Last night my wife and I attended the CHI reading series, hosted by ChiZine Publications, which is Ottawa’s only speculative fiction reading series (as far as I’m aware). It was held at Maxwell’s Bistro downtown – an excellent restaurant, if you’ve never been – and overall was a great introduction for me to the spec fic scene here in the capital.
The night opened with Sandra Kasturi, reading from a selection of yet-unpublished poetry. I haven’t explored spec fic poetry too much, but I thought the material Kasturi read was brilliant. She covered topics from retired lions, to the last words of a cowboy, to the pre-history of whales, alternating between the darkly humorous and the deeply insightful. Her last poem, concerning a Boris Karloff comic of the Chameleon Monster, was absolutely chilling in the way it described the monster’s abilities and the possibility that the monster doesn’t actually exist – it’s just all in our minds. If you’re a poetry-minded individual, and you like horror/weird stuff, then I highly recommend Kasturi’s work. You can check out her website here.
I’m not going to say much about the second reader, Alison Sinclair, who has been publishing science fiction since the mid-1990s. Not to diminish her work at all – which blends her extensive background in medicine with elements of space opera and adventure – but it wasn’t quite my cup of tea. The excerpt she read sounded excellent for anyone interested in medical-based sci-fi, and you can check out more about her work here.
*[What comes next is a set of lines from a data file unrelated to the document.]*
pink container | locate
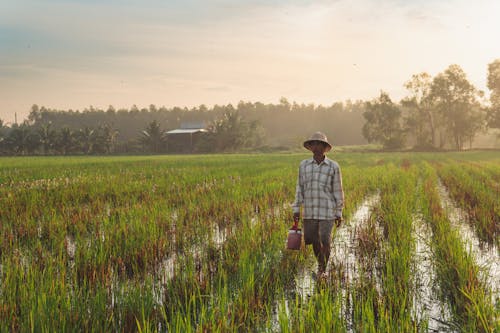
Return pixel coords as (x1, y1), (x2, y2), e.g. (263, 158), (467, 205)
(286, 227), (302, 250)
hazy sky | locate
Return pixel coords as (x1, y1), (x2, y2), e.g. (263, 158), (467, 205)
(0, 0), (500, 122)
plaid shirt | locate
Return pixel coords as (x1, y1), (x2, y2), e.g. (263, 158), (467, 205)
(292, 157), (344, 220)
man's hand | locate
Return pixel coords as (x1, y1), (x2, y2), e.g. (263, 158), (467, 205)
(293, 213), (300, 223)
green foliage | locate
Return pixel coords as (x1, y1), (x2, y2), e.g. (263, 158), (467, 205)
(139, 120), (167, 153)
(363, 92), (404, 149)
(487, 59), (500, 128)
(203, 110), (263, 152)
(430, 65), (484, 150)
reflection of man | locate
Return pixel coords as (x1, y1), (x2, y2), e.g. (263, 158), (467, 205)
(292, 132), (344, 277)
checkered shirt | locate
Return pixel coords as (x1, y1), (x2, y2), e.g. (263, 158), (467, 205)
(292, 157), (344, 220)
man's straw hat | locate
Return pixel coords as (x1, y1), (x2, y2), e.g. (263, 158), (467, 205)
(304, 132), (332, 152)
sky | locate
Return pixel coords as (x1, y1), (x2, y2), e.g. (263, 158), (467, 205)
(0, 0), (500, 123)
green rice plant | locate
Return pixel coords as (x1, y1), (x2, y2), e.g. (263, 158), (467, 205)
(438, 164), (500, 246)
(422, 166), (498, 332)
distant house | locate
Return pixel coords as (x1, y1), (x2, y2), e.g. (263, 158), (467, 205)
(167, 122), (208, 153)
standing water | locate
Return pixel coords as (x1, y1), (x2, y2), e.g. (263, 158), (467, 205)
(413, 215), (452, 332)
(438, 181), (500, 301)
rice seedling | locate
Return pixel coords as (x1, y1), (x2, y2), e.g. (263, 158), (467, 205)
(0, 152), (500, 332)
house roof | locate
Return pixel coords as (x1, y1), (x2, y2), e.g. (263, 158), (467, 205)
(167, 128), (207, 134)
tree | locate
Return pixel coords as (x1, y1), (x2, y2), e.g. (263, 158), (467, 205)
(97, 124), (118, 154)
(38, 121), (57, 155)
(5, 122), (39, 155)
(363, 92), (405, 149)
(487, 59), (500, 129)
(208, 109), (263, 151)
(55, 127), (78, 155)
(76, 127), (97, 155)
(430, 65), (484, 150)
(139, 120), (167, 153)
(401, 72), (436, 148)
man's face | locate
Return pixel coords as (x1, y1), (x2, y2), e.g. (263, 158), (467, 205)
(309, 140), (326, 156)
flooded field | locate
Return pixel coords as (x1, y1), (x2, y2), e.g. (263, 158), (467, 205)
(0, 152), (500, 332)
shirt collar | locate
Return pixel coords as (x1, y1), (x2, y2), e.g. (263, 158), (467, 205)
(309, 156), (332, 165)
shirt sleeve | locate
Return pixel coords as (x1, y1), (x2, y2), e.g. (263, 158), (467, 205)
(333, 165), (344, 218)
(292, 165), (304, 213)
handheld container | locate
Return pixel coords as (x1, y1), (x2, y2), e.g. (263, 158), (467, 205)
(286, 225), (302, 250)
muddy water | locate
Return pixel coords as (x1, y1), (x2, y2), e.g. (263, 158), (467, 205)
(413, 215), (452, 332)
(330, 193), (380, 282)
(438, 181), (500, 300)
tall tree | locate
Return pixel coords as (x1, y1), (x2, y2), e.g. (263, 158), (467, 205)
(55, 127), (78, 155)
(98, 124), (118, 154)
(363, 92), (405, 149)
(5, 122), (39, 155)
(430, 65), (484, 150)
(488, 59), (500, 128)
(208, 110), (263, 151)
(401, 72), (436, 148)
(76, 127), (97, 155)
(139, 120), (167, 153)
(38, 122), (57, 155)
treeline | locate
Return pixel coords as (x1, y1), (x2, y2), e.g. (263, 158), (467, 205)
(0, 59), (500, 155)
(0, 98), (366, 155)
(363, 59), (500, 150)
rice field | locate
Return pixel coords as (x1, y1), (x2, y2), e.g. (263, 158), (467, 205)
(0, 152), (500, 332)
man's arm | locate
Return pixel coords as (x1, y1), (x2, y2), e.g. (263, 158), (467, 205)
(292, 163), (304, 222)
(333, 165), (344, 220)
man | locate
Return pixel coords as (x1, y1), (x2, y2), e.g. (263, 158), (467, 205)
(292, 132), (344, 277)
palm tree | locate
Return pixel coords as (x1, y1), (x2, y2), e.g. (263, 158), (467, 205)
(76, 127), (97, 155)
(5, 123), (39, 155)
(99, 124), (118, 154)
(139, 120), (167, 153)
(38, 122), (57, 155)
(56, 127), (76, 155)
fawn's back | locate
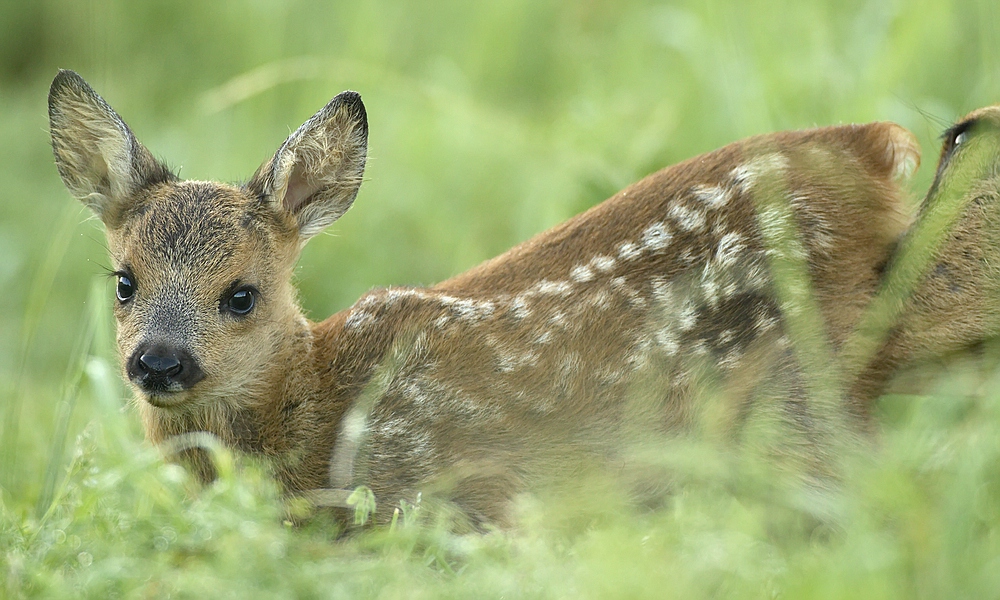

My favorite of the night was the last reader, award-winning horror writer Ian Rogers. He read a short story titled “Possession is Nine-Tenths of the Law,” which focused on Jerry, a real estate broker who only sells haunted houses. Jerry was apparently a supporting character in Rogers’s collection SuperNOIRtural Tales (dare you to pronounce that properly the first time), which is a series of short stories focused on Felix Renn, a Toronto-based private investigator in a world rife with the supernatural. What we heard from “Possession” was just awesome – excellent humor in the form of Jerry’s thoughts and his banter with Felix, and chilling horror in the form of a girl whose been possessed by some sort of spirit. I plan on picking up a copy of Tales as soon as I can, and after I do I’ll be sure to mention some more thoughts here. In the meantime, if you want more details about Ian Rogers, check out his website.
All in all, my first outing to the CHI series was excellent – really talented writers, and a community that clearly cares about promoting speculative fiction here in Ottawa. It’s a fledgling movement for now, but expect it to grow over the next few years. I’ll be contributing to that as much as I can as I gear up for the next reading in this series, which should be held sometime in June.